Lately, Sabira had begun growing a thin white fuzz on her head, as had most of the others. She ran her fingers through the new hair along her scalp. Still such an odd sensation. The Masters had genetically modified humans to be nearly hairless and drained their skin of pigment to better suit life underground. Somehow, drinking the eon had stimulated latent hair growth. Perhaps it had something to do with the eon flushing the psychotoxins from their systems. Perhaps it was something else entirely. Many mysteries surrounded the eon.
Even though Gabriel’s smile beamed, and his proud voice filled the room, Sabira caught a twinge of sadness that darkened his look. Since Maia’s death, the golden gleam in his eyes had dulled.
Though he never showed any aggression toward her, Sabira couldn’t help but wonder if Gabriel resented her for blocking his revenge. She had to admit, if their places had been reversed, she would hold that grudge for a long time. But she had to stop Gabriel’s vengeance. She couldn’t have stomached Grandfather Spear’s death, no matter how much he deserved it for killing Maia and maiming Gabriel.
The Emissary uncorked the bottle and poured. “Who wants the first glass?”
Cal perked up. “I do.”
“Think again. Here, Torque, have some. It’ll help.” Gabriel passed her the glass, then poured another. “One day, I hope to show all of you the West Valley region of Babylonia, where both myself and this lovely bottle of wine come from. It’s beautiful country. Rolling hills, blue skies.”
Derev took the offered glass. “Is your family still there?”
“Some of them, yes. Both of my parents and one of my brothers work for the Embassy as well, so who knows where they might be.”
“It sounds wonderful,” Dawn said. “Can we go there first? I’d love to meet your family.”

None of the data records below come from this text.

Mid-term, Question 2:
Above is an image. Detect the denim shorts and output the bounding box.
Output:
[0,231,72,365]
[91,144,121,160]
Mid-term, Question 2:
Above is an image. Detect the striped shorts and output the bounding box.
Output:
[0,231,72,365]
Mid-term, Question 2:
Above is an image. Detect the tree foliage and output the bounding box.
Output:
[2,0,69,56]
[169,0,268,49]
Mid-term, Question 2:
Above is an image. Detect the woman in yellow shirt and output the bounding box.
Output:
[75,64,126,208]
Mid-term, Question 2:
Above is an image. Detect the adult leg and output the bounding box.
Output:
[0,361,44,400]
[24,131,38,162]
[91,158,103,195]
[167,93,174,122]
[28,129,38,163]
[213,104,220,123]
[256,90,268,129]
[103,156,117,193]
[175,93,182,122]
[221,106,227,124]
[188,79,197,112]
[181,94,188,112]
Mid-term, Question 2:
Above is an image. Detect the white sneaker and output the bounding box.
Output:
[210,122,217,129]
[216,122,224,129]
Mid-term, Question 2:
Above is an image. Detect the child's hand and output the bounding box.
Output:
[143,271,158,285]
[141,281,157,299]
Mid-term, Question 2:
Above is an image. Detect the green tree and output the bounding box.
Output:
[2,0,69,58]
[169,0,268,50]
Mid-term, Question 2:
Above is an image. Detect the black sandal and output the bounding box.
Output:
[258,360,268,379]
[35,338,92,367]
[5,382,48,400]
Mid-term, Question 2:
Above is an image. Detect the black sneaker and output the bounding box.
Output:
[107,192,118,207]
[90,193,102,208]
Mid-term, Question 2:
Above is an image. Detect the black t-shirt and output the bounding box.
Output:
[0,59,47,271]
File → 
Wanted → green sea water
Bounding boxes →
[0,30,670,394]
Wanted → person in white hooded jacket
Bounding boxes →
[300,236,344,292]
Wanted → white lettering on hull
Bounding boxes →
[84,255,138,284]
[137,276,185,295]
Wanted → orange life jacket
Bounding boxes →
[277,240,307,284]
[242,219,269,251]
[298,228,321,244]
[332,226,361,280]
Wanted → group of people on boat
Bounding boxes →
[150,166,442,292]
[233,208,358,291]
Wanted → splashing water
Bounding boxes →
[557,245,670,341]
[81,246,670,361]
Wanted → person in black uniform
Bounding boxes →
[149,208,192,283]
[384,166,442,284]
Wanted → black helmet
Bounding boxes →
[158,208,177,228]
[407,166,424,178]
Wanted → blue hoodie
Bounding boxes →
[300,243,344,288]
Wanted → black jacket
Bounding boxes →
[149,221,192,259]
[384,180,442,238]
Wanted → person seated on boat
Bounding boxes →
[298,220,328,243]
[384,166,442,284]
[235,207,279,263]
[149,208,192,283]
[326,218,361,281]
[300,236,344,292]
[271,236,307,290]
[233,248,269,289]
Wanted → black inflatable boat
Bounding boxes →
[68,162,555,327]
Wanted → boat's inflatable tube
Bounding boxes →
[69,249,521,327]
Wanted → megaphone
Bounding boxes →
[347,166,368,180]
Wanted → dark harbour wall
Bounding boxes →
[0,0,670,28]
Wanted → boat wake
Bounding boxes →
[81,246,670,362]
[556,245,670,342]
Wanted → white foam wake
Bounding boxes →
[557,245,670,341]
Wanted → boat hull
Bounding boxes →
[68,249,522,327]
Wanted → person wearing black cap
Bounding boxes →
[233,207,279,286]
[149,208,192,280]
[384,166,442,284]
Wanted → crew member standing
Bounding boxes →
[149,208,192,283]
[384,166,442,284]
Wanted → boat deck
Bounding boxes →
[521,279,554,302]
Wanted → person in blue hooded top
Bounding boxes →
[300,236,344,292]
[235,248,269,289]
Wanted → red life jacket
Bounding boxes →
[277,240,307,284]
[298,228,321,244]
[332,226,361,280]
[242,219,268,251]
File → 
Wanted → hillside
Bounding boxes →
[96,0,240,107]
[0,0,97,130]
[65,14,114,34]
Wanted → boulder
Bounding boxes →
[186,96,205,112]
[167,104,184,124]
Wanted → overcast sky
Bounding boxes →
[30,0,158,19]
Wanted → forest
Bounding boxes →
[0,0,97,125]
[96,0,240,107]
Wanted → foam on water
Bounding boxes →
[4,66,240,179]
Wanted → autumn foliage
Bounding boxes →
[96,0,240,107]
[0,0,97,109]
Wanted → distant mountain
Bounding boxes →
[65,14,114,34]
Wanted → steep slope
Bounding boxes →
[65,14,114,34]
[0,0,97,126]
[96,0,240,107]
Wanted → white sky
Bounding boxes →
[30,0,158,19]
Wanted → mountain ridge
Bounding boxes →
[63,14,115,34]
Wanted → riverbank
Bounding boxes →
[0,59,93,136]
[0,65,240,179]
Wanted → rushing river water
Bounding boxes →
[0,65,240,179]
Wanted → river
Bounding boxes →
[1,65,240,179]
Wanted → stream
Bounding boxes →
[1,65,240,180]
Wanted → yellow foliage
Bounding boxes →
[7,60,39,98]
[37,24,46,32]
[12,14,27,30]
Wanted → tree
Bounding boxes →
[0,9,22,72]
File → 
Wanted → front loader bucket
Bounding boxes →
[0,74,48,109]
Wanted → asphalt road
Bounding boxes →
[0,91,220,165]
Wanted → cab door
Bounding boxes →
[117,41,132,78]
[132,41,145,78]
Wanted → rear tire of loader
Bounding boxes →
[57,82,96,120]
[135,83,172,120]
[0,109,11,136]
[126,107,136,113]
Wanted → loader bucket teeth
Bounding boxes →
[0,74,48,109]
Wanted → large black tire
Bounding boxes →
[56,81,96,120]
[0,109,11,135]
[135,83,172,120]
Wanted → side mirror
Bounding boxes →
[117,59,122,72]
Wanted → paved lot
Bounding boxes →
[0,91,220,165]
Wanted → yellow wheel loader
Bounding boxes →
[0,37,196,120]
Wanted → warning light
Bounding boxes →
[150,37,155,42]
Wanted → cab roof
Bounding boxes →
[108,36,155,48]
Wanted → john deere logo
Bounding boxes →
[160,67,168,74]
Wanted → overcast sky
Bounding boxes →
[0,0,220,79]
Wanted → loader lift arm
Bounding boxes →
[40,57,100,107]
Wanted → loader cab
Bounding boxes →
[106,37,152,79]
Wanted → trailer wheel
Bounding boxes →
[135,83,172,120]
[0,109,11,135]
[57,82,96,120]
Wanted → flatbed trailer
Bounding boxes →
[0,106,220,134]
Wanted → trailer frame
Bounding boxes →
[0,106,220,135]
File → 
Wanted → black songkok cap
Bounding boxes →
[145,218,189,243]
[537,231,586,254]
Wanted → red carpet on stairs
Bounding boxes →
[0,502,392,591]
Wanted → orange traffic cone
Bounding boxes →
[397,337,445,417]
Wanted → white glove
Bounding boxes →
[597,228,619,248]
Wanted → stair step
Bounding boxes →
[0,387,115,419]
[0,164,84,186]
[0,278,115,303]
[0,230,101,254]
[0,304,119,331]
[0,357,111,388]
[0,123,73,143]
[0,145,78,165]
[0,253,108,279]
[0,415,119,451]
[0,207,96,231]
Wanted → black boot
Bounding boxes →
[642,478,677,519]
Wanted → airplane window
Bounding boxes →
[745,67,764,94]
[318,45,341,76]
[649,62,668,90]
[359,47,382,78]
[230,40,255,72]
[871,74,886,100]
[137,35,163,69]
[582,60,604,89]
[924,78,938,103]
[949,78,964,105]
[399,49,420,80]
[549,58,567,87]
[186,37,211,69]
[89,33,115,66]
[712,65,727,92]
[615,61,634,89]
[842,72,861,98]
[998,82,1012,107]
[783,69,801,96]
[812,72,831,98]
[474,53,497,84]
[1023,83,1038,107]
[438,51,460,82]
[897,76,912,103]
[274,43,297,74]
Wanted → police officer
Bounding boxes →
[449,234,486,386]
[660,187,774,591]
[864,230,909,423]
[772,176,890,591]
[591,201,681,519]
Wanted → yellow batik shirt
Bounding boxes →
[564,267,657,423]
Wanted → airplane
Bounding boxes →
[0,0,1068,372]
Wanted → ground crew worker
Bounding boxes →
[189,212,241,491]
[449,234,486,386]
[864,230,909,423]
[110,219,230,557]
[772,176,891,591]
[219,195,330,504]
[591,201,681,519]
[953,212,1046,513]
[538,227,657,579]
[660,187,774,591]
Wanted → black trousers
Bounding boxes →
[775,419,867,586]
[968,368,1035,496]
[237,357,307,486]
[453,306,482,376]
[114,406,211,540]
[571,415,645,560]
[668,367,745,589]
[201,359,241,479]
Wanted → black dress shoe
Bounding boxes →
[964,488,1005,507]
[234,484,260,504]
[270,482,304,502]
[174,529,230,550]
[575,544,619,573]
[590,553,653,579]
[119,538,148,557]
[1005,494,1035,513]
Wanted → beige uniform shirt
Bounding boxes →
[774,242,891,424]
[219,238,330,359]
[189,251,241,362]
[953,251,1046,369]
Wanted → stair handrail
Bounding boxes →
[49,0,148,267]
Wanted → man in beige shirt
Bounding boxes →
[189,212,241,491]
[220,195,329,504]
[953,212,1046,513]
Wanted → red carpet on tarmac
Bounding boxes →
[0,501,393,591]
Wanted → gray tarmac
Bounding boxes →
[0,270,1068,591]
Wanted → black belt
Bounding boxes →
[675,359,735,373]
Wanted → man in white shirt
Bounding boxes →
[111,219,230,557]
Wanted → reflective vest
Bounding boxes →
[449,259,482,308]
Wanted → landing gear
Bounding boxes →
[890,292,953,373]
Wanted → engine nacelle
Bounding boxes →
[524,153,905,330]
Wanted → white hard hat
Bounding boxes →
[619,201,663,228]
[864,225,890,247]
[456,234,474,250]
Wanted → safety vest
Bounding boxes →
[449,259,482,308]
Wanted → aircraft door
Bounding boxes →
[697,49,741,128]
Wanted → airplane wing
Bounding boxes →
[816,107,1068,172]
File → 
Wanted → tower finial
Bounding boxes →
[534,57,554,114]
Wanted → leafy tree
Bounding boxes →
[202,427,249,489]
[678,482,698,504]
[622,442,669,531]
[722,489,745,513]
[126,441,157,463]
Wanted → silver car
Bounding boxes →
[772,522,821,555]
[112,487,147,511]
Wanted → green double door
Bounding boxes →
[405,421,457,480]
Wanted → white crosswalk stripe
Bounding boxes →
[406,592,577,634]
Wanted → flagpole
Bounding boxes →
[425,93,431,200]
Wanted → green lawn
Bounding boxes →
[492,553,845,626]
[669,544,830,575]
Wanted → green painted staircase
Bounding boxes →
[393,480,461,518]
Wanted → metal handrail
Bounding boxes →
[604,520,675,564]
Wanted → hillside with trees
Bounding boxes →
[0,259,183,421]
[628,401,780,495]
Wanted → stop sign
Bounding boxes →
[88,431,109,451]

“Our first stop will be Krishnamurti Tower.” Gabriel handed a glass of wine to Sabira. “A science station in orbit around our side of the Old Portal. Orion and I have some friends to check in with there. We’ll have to go through standard quarantine at the tower while I establish your refugee status, and then you can all begin your new lives in the Constellation.”
Sabira sipped her wine. Its tart, rich taste still required some getting used to. So did the idea of a new life. She’d been so focused on escaping her old one, what to do with a new one was a question she hadn’t spent much time with yet. Once her new brood—her family—was safe in the Constellation, if there was a life for her where she could leave behind violence and death, she’d take it.
“Coraz, yours is coming right up.” Gabriel sloshed wine around the mostly empty bottle. “Have no fear. Still enough left for both of us.”
“I hope you brought enough for everybody,” said Orion’s disembodied voice. “New guests are crashing our little party.”